I was literally sitting on the edge of my dad’s chair, my cereal bowl frozen in midair. I remember the announcer calling it a duck-under, and instead of going up to the Nerf rim for flight school, I went straight back out to the driveway to work on my new signature move.

It took me all of two tries to get a feel for it out on the driveway that morning. Two tries before I was ducking under imaginary defenders with ease.

And I’ve been playing this scenario in my head all week—I know I can get Lighty to bite on the duck-under, make one of the varsity studs look like an idiot, getting burned by some freshman on the first scrimmage of the year.

And right here is why I truly hate my brain.

Instead of my brain going on cruise control through the move I’ve done a thousand times—acted out in almost this exact scenario—making Coach really have to consider the feasibility of a 160-pound freshman forward on varsity, my brain flashes to all the ways I can possibly screw this up, all the ways that would prove that I don’t belong here with these guys at all, that I’m a junior high player who showed up at the wrong practice time. It’s this instantaneous montage of me looking like an ass in front of Coach and the entire JV and varsity team: Trevor not biting on the fake and me slamming into his chest, bouncing backward onto the floor like a little kid; Trevor going for the fake, but me botching the layup, shooting it into the bottom of the rim; me power-dribbling off my foot like I’ve never touched a basketball before today.

As soon as I start my pivot toward the foul line, it’s as if everything goes into fast-forward. I’m so hyped up and overanxious that I go into the duck-under unnaturally fast. It probably looks more like I took a hot poker in the ass than pivoting for a smooth fadeaway in the lane.

Had my brain not intervened, it would have worked beautifully.
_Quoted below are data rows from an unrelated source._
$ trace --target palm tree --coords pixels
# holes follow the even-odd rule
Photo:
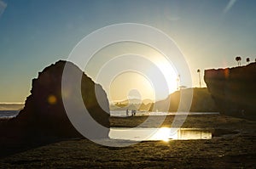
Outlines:
[[[236,61],[237,62],[237,65],[238,65],[238,66],[240,66],[241,65],[241,57],[240,56],[236,56]]]
[[[200,72],[201,72],[201,70],[200,70],[200,69],[198,69],[198,70],[197,70],[197,73],[198,73],[198,76],[199,76],[199,86],[200,86],[200,87],[201,87],[201,76],[200,76]]]
[[[247,62],[249,64],[249,62],[250,62],[250,58],[247,58]]]

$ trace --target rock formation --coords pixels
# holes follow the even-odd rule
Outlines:
[[[256,63],[205,70],[204,80],[221,113],[252,115],[256,110]]]
[[[214,101],[212,100],[211,94],[208,93],[207,88],[185,88],[182,89],[182,93],[184,96],[193,93],[191,107],[189,110],[190,112],[218,111]],[[176,112],[178,109],[179,104],[181,103],[180,95],[181,91],[174,92],[166,99],[156,102],[153,110],[155,111],[158,110],[159,111],[166,111],[166,109],[167,109],[170,112]],[[189,98],[190,97],[183,97],[184,100],[183,100],[183,102],[184,104],[189,103]],[[169,107],[166,107],[168,104]],[[180,111],[187,110],[182,105],[179,109]]]
[[[24,109],[16,117],[2,124],[2,138],[26,141],[82,137],[70,122],[62,102],[61,78],[65,65],[71,67],[73,74],[82,75],[81,85],[79,85],[80,88],[71,87],[69,93],[81,93],[90,115],[98,123],[109,128],[108,100],[102,87],[95,84],[73,63],[61,60],[46,67],[38,74],[37,79],[32,80],[31,95],[27,97]],[[102,108],[96,99],[95,88],[97,88],[97,94],[100,94]],[[76,109],[73,111],[75,112]],[[84,122],[87,122],[86,119]],[[108,136],[108,133],[105,133],[99,138]]]

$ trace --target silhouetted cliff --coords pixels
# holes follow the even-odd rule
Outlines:
[[[79,84],[80,88],[71,86],[69,91],[63,93],[65,97],[73,97],[72,100],[75,102],[73,93],[82,93],[90,115],[101,125],[109,127],[109,107],[105,91],[75,65],[61,60],[46,67],[37,79],[32,80],[31,95],[27,97],[24,109],[16,117],[1,124],[1,142],[9,139],[22,142],[30,139],[82,137],[70,122],[62,102],[61,79],[65,65],[70,68],[69,76],[82,75],[81,85]],[[103,109],[96,100],[96,88]],[[77,110],[74,108],[73,110],[75,112]],[[86,119],[83,121],[87,122]],[[105,133],[99,138],[108,136],[108,133]]]
[[[253,115],[256,110],[256,63],[205,70],[204,80],[221,113]]]

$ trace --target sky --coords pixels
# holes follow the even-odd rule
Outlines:
[[[198,69],[203,77],[204,70],[236,66],[237,55],[242,58],[241,65],[246,65],[247,57],[255,59],[255,7],[253,0],[0,0],[0,102],[24,102],[30,94],[32,79],[44,67],[67,59],[76,44],[94,31],[121,23],[150,25],[168,35],[188,63],[191,87],[199,87]],[[96,65],[102,59],[98,55]],[[124,73],[123,80],[116,76],[108,87],[102,82],[108,97],[122,99],[118,95],[121,89],[114,88],[128,84],[124,79],[133,74]],[[93,70],[88,75],[101,82],[95,79]],[[149,88],[148,93],[154,93],[145,76],[137,73],[135,76],[140,76],[136,82],[146,87],[142,90]],[[180,78],[180,85],[189,87],[182,83],[183,76]],[[173,88],[177,82],[172,81]],[[125,87],[126,94],[136,93],[132,85]],[[140,97],[150,97],[141,92]]]

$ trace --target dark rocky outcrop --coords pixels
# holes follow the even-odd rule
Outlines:
[[[221,113],[255,116],[256,63],[235,68],[206,70],[204,80]]]
[[[32,80],[31,95],[27,97],[24,109],[16,117],[2,122],[0,143],[82,137],[70,122],[62,102],[62,95],[67,94],[61,93],[62,72],[66,65],[71,68],[71,76],[82,75],[81,85],[79,84],[80,88],[70,87],[69,93],[81,93],[90,115],[109,128],[108,100],[102,87],[73,63],[61,60],[46,67],[37,79]],[[102,108],[96,99],[95,88],[100,95]],[[76,110],[73,109],[74,112]],[[83,122],[86,123],[86,119]],[[108,133],[104,134],[99,138],[108,137]]]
Trevor does bite on the fake, just as I imagined, but because I jerk through the move so fast, he doesn’t fully commit to going up to swat my shot. So instead of flying past me, he only half jumps, trying to stay on his feet in position between me and the basket. He’s off-balance, and it’s enough for me to get by him with my power dribble. But as I start going up for the layup (power layup, mind you), my inside foot catches Lighty’s, and I sprawl forward, landing nuts-first on the ball before rolling onto my face out of bounds.

Not what I pictured.

I immediately hop back to my feet and bounce the ball to Coach before he can blow his whistle, as though everything is fine and that didn’t hurt at all and I am more than ready to shake it off and play some serious lockdown defense.
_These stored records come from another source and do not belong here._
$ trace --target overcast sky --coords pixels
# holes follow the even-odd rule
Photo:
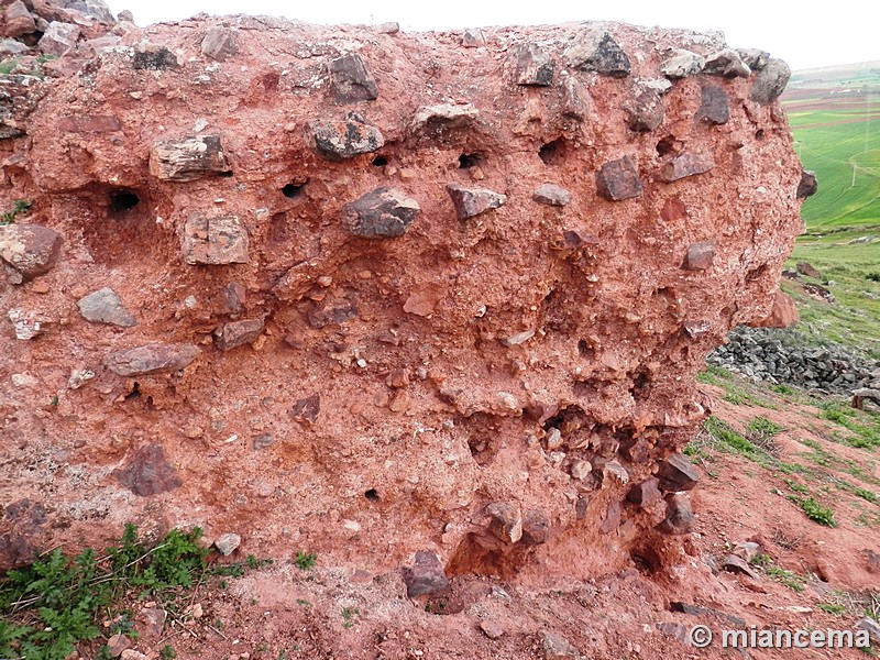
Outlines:
[[[134,12],[135,22],[142,26],[204,11],[283,15],[311,23],[397,21],[404,30],[420,31],[583,20],[722,30],[730,46],[763,48],[785,59],[793,69],[880,59],[880,9],[876,1],[108,0],[114,13],[123,9]],[[870,9],[872,6],[875,9]]]

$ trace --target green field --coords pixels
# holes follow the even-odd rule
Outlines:
[[[803,206],[810,227],[880,224],[880,94],[865,101],[857,109],[817,108],[809,99],[789,106],[795,148],[820,182]]]
[[[806,341],[835,341],[875,359],[880,359],[878,72],[878,66],[833,67],[794,75],[782,99],[801,162],[818,177],[818,191],[802,209],[806,233],[788,265],[809,262],[822,274],[783,279],[782,288],[798,304],[798,328]],[[810,295],[804,283],[826,286],[835,302]]]

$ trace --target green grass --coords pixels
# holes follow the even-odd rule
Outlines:
[[[173,529],[146,546],[138,528],[127,525],[119,542],[100,553],[87,549],[68,557],[55,548],[30,566],[0,575],[0,658],[64,660],[78,644],[103,635],[100,620],[127,614],[121,609],[127,600],[150,598],[174,610],[188,590],[220,573],[209,570],[200,538],[197,527]],[[131,628],[128,614],[109,634]],[[160,656],[170,660],[174,649],[164,647]]]
[[[317,554],[300,552],[299,550],[296,551],[296,559],[294,559],[294,564],[301,571],[310,571],[315,568],[315,564],[318,561]]]
[[[824,525],[825,527],[837,527],[837,521],[834,519],[834,510],[822,506],[812,496],[799,497],[796,495],[789,495],[788,499],[801,507],[804,515],[814,522]]]

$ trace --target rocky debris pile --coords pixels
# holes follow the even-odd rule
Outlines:
[[[174,520],[426,595],[691,531],[692,376],[801,229],[784,63],[609,23],[79,29],[0,76],[4,460],[76,464],[0,485],[45,507],[16,548]]]
[[[707,364],[756,381],[833,394],[880,388],[880,361],[860,358],[835,343],[812,346],[796,330],[739,327],[729,340],[706,356]]]

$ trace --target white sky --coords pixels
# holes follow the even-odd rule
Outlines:
[[[638,25],[722,30],[733,47],[756,47],[793,69],[880,59],[877,0],[108,0],[141,25],[199,12],[270,14],[310,23],[383,23],[404,30],[535,25],[609,20]],[[812,7],[811,7],[812,6]],[[813,8],[821,9],[813,9]],[[873,9],[870,9],[873,7]]]

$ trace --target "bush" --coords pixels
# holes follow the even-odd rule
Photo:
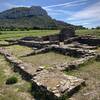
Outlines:
[[[17,82],[18,82],[18,79],[13,76],[7,79],[6,84],[15,84]]]

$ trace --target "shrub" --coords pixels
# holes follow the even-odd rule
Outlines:
[[[18,79],[16,77],[10,77],[7,79],[6,84],[15,84],[17,83]]]

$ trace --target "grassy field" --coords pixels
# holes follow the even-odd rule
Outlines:
[[[16,39],[25,36],[44,36],[59,33],[59,30],[0,31],[0,40]],[[100,30],[76,30],[77,35],[100,36]]]
[[[77,35],[100,36],[100,30],[76,30]]]
[[[43,36],[58,32],[59,30],[2,31],[0,32],[0,40],[2,40],[0,43],[6,44],[6,42],[4,42],[5,39],[20,38],[24,36]],[[76,34],[100,36],[100,30],[76,30]],[[76,59],[55,54],[53,52],[21,57],[32,52],[32,49],[19,45],[8,46],[5,48],[23,61],[32,63],[33,66],[44,65],[48,67]],[[100,52],[100,48],[98,49],[98,52]],[[83,87],[79,92],[74,94],[70,100],[100,100],[100,62],[92,61],[87,65],[81,66],[77,70],[65,73],[85,79],[86,81],[86,87]],[[18,78],[18,83],[6,85],[5,82],[7,78],[11,76],[16,76]],[[30,84],[22,80],[18,73],[14,73],[11,70],[11,65],[9,65],[4,57],[0,55],[0,100],[32,100],[32,97],[28,92],[29,90]]]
But I can’t breathe as I jog back down to the other end of the court, hunched over like Quasimodo.

“Dude, you all right?” DeAndre asks. “That looked like it hurt.”

I nod and give a thumbs-up without looking at him, trying to get a few deep breaths in without puking before play resumes.

Trip looks at me and laughs—the sign of a true friend. “Don’t worry, Matt, I’m sure the trainers will find your balls in there somewhere.” Then he turns and yells, “All right, D it up!” as Leppo brings the ball up the floor.

When Lighty makes it back down the court, he says, “I told you, none of that weak shit.”

Luckily, that is the last possession of the scrimmage, and I somehow make it through the last ten minutes of suicides without blacking out.

On the way back to the locker room, Coach Langley stops me and says, “Matt, that was a good move in the post. When you get stronger and can finish it, that’s gonna be a really effective move. Keep working.” He slaps me on the butt and turns back to the other coaches.

Okay. So, the take-home message: awesome move, and you’re weak like a little kid. I’ve never felt so shitty after a compliment before.

Well done, brain. Well done. You win again.